Os ferroviários reivindicam a manutenção dos empregos de todos os trabalhadores da CPTM (Companhia Paulista de Trens Metropolitanos) , mesmo com a concessão dos ramais à iniciativa privada. Eles também protestam contra a concessão das linhas e as falhas apresentadas pela Trivia Trens após a empresa assumir as linhas que eram da CPTM.

O governo Tarcísio de Freitas (Republicanos) sustenta que o movimento tem cunho político, e não trabalhista.

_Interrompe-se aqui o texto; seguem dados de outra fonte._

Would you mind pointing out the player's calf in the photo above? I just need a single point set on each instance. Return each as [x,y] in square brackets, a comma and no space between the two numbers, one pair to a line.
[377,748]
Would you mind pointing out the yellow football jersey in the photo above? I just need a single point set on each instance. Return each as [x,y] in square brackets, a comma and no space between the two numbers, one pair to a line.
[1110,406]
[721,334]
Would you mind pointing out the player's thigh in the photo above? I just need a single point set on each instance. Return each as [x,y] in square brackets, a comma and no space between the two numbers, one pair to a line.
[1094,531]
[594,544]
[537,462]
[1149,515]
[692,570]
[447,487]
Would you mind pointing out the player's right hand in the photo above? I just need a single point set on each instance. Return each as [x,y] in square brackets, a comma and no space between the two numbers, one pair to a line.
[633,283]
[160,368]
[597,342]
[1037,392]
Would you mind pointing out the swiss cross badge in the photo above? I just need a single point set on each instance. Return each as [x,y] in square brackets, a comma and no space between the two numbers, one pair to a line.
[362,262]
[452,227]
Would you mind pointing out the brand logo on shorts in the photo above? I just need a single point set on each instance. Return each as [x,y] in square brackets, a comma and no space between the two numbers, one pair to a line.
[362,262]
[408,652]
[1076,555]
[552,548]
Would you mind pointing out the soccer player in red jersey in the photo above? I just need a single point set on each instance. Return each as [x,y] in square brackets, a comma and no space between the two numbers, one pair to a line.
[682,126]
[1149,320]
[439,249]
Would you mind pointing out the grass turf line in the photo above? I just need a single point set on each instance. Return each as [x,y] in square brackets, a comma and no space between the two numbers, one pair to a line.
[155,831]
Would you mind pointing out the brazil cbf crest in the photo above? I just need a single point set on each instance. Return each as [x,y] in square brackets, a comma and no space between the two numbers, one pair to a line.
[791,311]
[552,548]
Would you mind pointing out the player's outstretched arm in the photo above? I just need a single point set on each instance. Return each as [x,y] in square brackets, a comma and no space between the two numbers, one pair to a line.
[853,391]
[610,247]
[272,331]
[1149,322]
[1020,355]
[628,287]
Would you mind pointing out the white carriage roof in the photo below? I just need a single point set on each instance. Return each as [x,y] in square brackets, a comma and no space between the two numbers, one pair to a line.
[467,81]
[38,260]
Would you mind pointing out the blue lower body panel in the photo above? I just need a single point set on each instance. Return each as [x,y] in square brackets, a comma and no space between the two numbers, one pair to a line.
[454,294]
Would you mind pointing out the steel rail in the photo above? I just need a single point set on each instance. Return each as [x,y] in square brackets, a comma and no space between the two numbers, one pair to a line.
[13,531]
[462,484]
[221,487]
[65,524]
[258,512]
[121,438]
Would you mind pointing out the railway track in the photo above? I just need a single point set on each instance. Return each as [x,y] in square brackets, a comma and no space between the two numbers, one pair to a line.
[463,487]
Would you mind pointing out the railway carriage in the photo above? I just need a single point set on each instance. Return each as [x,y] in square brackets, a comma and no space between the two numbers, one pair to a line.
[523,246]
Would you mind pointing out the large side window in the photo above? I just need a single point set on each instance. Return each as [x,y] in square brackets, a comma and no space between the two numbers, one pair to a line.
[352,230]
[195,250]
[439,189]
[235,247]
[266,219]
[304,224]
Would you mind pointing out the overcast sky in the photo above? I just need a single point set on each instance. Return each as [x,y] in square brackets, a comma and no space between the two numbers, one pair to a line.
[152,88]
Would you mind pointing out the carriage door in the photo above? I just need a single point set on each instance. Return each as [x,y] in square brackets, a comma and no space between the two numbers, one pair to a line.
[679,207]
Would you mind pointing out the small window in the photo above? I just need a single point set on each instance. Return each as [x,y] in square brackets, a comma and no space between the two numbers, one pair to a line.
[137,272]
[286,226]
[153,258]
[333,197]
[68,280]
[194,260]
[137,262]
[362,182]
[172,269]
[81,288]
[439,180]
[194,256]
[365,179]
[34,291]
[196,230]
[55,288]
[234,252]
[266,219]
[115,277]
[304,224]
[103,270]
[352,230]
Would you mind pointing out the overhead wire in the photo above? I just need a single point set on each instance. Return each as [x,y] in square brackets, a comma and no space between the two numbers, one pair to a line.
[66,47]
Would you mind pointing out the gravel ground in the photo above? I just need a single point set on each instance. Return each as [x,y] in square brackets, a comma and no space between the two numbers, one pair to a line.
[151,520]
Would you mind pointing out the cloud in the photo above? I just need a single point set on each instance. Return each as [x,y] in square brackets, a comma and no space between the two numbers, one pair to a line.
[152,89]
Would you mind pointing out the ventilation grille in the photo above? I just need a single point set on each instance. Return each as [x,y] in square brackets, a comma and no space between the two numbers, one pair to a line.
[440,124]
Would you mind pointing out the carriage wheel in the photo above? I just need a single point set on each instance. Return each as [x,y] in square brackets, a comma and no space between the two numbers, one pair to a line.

O fluxo de trens na Grande São Paulo está em sua maioria parado. Quem precisa se deslocar do ABC Paulista por meio da linha 11-coral, por exemplo, precisa tentar a sorte num ônibus do Paese (Plano de Apoio entre Empresas em Situação de Emergência), para cujo embarque há filas intermináveis segundo trabalhadores.

Para evitar o atraso a solução é pagar uma viagem de aplicativo até a estação Guaianases, que por volta das 5h30 já estava superlotada.